Capítulo XLIII: Crónicas De Los orígenes Del Reino De Dravena: Libro III – La Sangre Y El Secreto - Parte 2
Capítulo V: El Ultimátum de Sangre
(Año 269 – Salón del Trono de Véldamar)
El invierno del año 269 había sido especialmente cruel. La escarcha cubría las gárgolas del palacio y el río Esmiel bajaba lento, como si sus aguas espesas presagiaran el luto. En el Salón del Trono, Tavarn envejecía visiblemente. Su barba, antes negra, era ahora un matorral de hilos grises, y sus manos, acostumbradas a firmar deudas, temblaban levemente.
Frente a él, el Embajador Imperial no hizo reverencia. No era necesario. Un acreedor no se inclina ante su deudor.
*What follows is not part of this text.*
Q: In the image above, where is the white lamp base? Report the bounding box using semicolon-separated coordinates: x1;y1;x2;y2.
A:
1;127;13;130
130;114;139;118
—El Emperador ha sido paciente, Tavarn —dijo el emisario, un hombre de piel pálida y ojos que no parpadeaban—. Pero la paciencia del León tiene un límite, y Dravena lo ha cruzado.
—Hemos pagado —respondió Tavarn, con la voz cansada—. Cada grano, cada onza de plata estipulada en el Tratado de la Piedra Partida ha sido entregada. Mis bodegas están vacías. Mi pueblo come raíces. ¿Qué más queréis?